Pengalaman yang demikian membawa dampak pada kehidupan berkomunitas, dimana antara senior dengan yunior semakin berjalan jauh dari kekompakan di dalam karya pelayanan. Atau sebaliknya yang Yunior pun dalam kehidupan bersama mengandalkan sistem berpikir “merendahkan senior” karena usia dan kesehatan, dan memandangnya sebagai beban bagi yang yunior, sehingga konflik pun bisa semakin kelihatan. 
Solusi yang mau ditempuh adalah komunikasi dan evaluasi dari hati ke hati sebagai jembatan yang mendamaikan antara yang Yunior dengan Senior di dalam kehidupan bersama di Pastoran atau komunitas karya agar yang diutamakan adalah “Misi Allah” bukan “misi diri” masing-masing baik Yunior maupun senior. Untuk itu paradigma yang menjiwai hidup bersama adalah “kita (senior – Yunior) sama tahu untuk melaksanakan Kehendak Allah bukan kehendak pribadi.”
Yesus adalah Yunior dalam usia tetapi  pemikirannya penuh berbobot.
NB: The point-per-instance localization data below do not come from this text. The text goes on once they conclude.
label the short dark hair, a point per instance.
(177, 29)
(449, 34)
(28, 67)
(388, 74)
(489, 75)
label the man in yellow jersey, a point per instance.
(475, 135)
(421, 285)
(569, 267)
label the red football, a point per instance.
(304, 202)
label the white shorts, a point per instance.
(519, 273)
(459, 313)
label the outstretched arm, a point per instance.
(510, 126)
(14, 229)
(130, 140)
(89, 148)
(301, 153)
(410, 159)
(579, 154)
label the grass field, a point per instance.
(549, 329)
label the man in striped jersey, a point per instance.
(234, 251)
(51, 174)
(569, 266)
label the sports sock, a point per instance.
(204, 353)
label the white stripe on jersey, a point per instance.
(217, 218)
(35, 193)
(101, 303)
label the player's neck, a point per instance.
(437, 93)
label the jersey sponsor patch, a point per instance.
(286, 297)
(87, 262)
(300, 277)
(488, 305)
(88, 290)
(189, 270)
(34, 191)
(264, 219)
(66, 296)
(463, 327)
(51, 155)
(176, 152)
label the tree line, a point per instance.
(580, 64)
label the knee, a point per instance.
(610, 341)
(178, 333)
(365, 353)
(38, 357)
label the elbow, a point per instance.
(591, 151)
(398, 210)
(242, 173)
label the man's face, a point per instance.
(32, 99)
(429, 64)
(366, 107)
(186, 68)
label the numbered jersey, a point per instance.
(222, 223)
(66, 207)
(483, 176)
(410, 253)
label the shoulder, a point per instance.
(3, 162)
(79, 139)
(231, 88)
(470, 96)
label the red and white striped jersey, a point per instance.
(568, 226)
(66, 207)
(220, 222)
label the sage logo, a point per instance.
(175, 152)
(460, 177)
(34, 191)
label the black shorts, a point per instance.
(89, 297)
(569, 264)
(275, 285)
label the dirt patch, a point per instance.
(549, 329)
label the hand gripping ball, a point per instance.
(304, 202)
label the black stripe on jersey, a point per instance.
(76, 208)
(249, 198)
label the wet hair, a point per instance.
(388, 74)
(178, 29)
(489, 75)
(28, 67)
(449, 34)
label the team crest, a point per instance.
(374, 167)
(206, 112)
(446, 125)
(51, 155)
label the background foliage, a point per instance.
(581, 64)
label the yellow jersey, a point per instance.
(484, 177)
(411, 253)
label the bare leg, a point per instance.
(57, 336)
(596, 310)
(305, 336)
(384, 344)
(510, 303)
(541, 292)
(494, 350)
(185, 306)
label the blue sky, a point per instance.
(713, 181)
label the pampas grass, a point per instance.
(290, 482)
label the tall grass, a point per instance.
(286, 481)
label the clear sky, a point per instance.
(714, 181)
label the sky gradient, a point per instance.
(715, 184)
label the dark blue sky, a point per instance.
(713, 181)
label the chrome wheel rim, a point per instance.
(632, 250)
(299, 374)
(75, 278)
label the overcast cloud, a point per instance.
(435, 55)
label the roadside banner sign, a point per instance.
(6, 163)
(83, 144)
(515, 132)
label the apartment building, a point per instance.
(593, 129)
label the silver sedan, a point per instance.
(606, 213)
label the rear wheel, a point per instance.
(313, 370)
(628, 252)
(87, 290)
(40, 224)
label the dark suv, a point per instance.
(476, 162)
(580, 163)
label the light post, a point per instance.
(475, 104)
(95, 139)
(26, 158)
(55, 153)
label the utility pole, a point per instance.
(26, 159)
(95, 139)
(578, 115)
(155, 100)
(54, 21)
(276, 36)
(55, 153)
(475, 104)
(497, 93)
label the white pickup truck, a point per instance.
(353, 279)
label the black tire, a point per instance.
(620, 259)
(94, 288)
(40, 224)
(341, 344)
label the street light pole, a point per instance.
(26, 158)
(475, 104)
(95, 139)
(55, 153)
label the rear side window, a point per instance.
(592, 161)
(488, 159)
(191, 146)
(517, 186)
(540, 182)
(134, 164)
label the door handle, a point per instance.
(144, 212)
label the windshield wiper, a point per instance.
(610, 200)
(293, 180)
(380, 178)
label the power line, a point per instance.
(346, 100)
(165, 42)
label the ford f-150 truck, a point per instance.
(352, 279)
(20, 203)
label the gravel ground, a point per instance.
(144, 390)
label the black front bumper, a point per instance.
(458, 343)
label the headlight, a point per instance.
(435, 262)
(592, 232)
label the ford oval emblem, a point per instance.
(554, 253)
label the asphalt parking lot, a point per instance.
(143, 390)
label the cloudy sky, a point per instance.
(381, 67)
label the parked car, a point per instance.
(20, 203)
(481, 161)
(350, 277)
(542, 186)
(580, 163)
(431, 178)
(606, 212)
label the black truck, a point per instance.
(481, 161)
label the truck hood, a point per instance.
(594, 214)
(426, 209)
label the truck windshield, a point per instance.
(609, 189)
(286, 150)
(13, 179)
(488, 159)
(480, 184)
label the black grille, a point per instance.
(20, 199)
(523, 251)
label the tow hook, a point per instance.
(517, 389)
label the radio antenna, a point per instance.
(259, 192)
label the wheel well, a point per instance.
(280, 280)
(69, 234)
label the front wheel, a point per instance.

Pembicaraannya sangat berbobot untuk keselamatan dunia itu  ditanggapi dengan penolakan dari orang-orang sedesanya atau sekampungnnya.
Mayoritas orang sekampung Yesus  bahkan para pemuka agama menolak Yesus si anak muda, yang selayaknya dijadikan harapan masa depan dari Kampung Nazaret.
Apakah penolakan itu membuat Yesus mundur dari perjuangannya memberikan yang terbaik dan terbenar bagi masyarakat setempat, agar mendapatkan rasa aman dan tanpa konflik di dalam komunitas Nazareth?
 
Sikap kritis Yesus semakin bergema di dalam situasi penolakan yang dialaminya. Bahkan Yesus menyampaikan sindiran yang mendalam terhadap BangsaNya sendiri, lewat mujizat yang terjadi atas orang non Israel: janda Sarfaat di saat kelaparan hebat dan Naaman yang sakit disembuhkan karena memiliki iman, harapan dan kasih kepadaNya.
Orang asing non Israel diselamatkan karena mereka yang dulunya dicap sebagai bukan bangsa terpilih kini bertobat menjadi bangsa terpilih oleh iman dan harapan dan kasih kepada Tuhan Yesus. Sebaliknya orang Israel yang dulunya dikenal sebagai bangsa terpilih, tidak mengalami mujizat dari Tuhan karena kehilangan iman, harapan dan kasih. Dengan kata lain Orang Asing berjalan bersama Yesus sebaliknya Orang Israel berjalan bersama egoismenya.
 
Introduksi Perayaan Ekaristi :
 
Allah membentuk kita sejak dalam kandungan Ibu yang mengandung kita. Menjadi imam dan bruder  bahkan sebagai awam pun telah direncanakan Allah sejak dalam kandungan ibu yang dengan penuh cinta mengandung kita. Itulah Cinta Tuhan yang kita alami secara nyata di dalam kandungan orang tua kita.
 
Kini kita jaga dan pelihara serta merawat cinta itu di dalam perjalanan panggilan hidup kita. Artinya meskipun Allah telah membentuk kita sejak awal kekhidupan kita sesuai kehedaknya, kita bukanlah robot yang remote-nya dipegang oleh Allah yang mengarahkan kita kepada kehendakNya.
Tuhan memberikan kebebasan kepada kita sejak di awal kehidupan yang berasal dari Allah sendiri. Dengan kebebasan itulah kita menyetir kendaraan perjalan hidup kita, entah ke kiri atau ke kanan atau berjalan lurus sesuai dengan rambu-rambu Tuhan sendiri. Dengan dasar iman harap dan kasih, kita mengendarai kendaraan hidup kita berjalan pada kehendak Tuhan Yesus dalam suka maupun duka kita, bukan berdasarkan kesombongan yang menghilangkan iman harap dan kasih kepada Tuhan Yesus.